Interprétations et citations légales
1. Code de procédure pénale - Article 388 : Cet article stipule que le juge ne peut se prononcer que sur les faits qui ont été soumis à son appréciation. La Cour de cassation a rappelé ce principe fondamental pour justifier sa décision de cassation.
2. Loi du 29 juillet 1881 - Article 25 : Cet article définit la provocation à la désobéissance et souligne que l'intention coupable doit être prouvée. La Cour a affirmé que "l'intention coupable [...] ne peut cependant être établie que par des éléments extrinsèques ou intrinsèques inhérents à la poursuite elle-même".
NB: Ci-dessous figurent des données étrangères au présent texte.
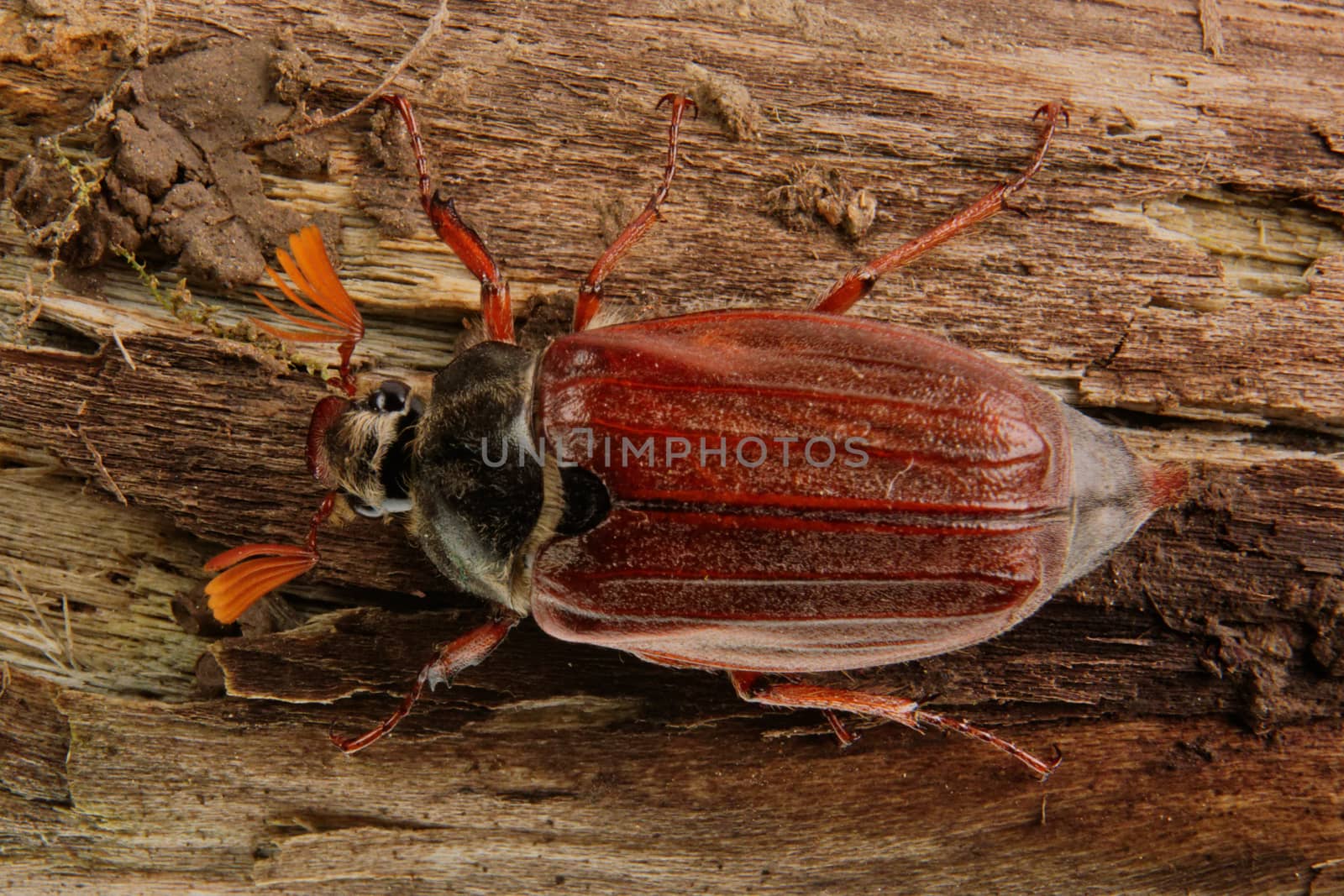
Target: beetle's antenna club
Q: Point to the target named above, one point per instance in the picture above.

3. Loi du 20 avril 1810 - Article 7 : Cet article, qui traite de la responsabilité des éditeurs, a été mentionné dans le cadre de la responsabilité civile de la société. La Cour a précisé que la référence à la "ligne générale" des ouvrages ne suffisait pas à établir l'intention coupable.
En conclusion, la décision de la Cour de cassation a mis en lumière l'importance du respect des droits de la défense et des limites de la saisine du tribunal, tout en clarifiant les exigences de preuve pour établir l'intention coupable dans le cadre de la provocation à la désobéissance.